When establishing an ATP, the following should be considered, where relevant:
·Sample to be tested
·Matrix in which the analyte will be present
·Allowable error for the measurement as assessed through accuracy(bias) and precision, both of which make up the TMU
·Allowable risk of the criteria not being met (proportion of results that are expected to be within the acceptance criteria)
·Assurance that the measurement uncertainty and risk criteria aremet
当建立一个ATP时,在相关的情况下,应考虑以下因素:
·待测样品
·含有待测组分的基质
·通过准确度(偏差)和精密度评估测量允许误差,这两者共同构成TMU
·不符合标准的容许风险(预期结果在验收标准范围内的比例)
·确保满足测量不确定度与风险的标准要求
The current ICH and USP validation guidance can be incorporated into an ATP, withemphasis on the quality of the reportable value as shown for a drug product assay
(Example 1).
当前的ICH和USP验证指导原则可纳入到ATP中,重点是药品含量测定所示的检测结果的质量(示例1)。
EXAMPLE 1: ATP #1
The procedure must be able to quantify [analyte] in the [description of test article] in the presence of [x, y, z] with the following requirements for the reportable values: Accuracy = 100%±D% andPrecision≤E%.
The ATP inputs for [analyte], [description of test article] and [x, y, z] (which may be impuritiesor excipients) can be specified. Values for D and E should be specified. For example,D may be expressed as a percentage of label claim and E may be expressed as a percentage of relative standard deviation (%RSD). Alternative units areacceptable as long as they are unambiguous.
例1:ATP #1
该分析方法必须能够在[x,y,z]存在的情况下对[供试品]中的[待测组分]进行量化,并对检测结果提出以下要求:准确度=100%±D%,精密度≤E%。
可规定[待测组分]、[供试品]和[x,y,z](可能是杂质或辅料)的ATP输入。应指定D和E的值。例如,D可以表示为标签声明的百分比,E可以表示为相对标准偏差的百分比(RSD)。也可采用其他经说明的形式。
Advantages of this approach to an ATP are:
·The ATP is easy to understand, calculations are relatively straight forward, and data are easy to assess for ATP conformance by non-statisticians.

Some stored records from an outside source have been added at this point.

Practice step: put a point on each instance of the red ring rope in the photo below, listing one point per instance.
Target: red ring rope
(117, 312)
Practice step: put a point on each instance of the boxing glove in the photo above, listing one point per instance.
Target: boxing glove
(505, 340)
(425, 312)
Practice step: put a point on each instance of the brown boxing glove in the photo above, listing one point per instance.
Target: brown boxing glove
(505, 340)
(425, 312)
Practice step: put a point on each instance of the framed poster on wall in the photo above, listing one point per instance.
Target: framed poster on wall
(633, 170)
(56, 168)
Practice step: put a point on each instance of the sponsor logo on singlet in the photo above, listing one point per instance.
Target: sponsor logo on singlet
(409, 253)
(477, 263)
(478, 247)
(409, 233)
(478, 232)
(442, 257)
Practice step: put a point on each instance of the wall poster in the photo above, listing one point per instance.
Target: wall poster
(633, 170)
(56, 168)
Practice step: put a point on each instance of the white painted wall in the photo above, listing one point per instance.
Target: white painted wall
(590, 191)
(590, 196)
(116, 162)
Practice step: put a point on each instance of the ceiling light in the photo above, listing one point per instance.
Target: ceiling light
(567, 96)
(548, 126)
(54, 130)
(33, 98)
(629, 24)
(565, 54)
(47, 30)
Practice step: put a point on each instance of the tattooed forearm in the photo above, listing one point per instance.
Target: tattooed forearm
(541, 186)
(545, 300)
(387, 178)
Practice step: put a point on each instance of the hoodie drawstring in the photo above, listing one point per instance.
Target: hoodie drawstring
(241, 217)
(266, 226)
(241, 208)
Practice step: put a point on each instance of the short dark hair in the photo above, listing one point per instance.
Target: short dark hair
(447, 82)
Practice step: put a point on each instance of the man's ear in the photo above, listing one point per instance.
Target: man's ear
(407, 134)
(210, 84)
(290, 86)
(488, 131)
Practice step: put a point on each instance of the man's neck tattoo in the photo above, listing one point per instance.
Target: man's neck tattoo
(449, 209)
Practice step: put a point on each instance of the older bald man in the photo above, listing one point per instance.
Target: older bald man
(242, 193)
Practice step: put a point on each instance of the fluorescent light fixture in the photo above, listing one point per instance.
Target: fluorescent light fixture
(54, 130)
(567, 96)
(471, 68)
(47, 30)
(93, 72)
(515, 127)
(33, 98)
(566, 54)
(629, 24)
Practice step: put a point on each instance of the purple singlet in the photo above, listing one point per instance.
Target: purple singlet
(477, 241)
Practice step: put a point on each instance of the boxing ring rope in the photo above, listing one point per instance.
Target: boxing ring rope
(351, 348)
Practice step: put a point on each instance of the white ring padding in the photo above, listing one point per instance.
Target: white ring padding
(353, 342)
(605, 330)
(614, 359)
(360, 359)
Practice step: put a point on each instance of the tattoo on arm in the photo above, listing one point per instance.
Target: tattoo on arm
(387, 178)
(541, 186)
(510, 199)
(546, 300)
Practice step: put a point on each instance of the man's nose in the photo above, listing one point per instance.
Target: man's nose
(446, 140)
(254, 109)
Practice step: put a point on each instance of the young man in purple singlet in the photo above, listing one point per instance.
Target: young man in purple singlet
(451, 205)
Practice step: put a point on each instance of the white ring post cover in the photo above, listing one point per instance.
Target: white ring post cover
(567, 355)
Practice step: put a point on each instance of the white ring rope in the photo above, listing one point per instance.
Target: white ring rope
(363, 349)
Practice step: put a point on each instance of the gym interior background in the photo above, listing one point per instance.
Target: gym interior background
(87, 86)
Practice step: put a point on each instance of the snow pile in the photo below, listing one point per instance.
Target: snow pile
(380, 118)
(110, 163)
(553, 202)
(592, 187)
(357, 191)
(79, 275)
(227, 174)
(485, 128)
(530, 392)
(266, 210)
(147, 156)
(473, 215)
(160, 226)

·The ATP includes criteria for accuracy (bias) and precision of thereportable value and is therefore linked to the quality of the reportable values.
·This approach encourages understanding and control of sources of variability(defined control strategy).
这种理念的优点是:
·ATP易于理解,计算相对简单,数据便于非统计人员评估ATP合规性。
·ATP包括检测结果的准确度(偏差)和精密度标准,因此与检测结果的质量相关。
·这种理念鼓励理解和控制变异来源(定义的控制策略)。
Limitations of this approach include:
·Accuracy (bias) and precision are assessed separately so that the TMU of the results is not explicitly defined.
·This approach does not quantify the risk of making a wrong decision by including probability and confidence criteria. However, while the level of risk is not transparent, risk can be controlled through the alignment of specifications and accuracy (bias)/precision criteria such that reportable values that are within specification have a low probability of being on an edge of failure with respect to clinical relevance.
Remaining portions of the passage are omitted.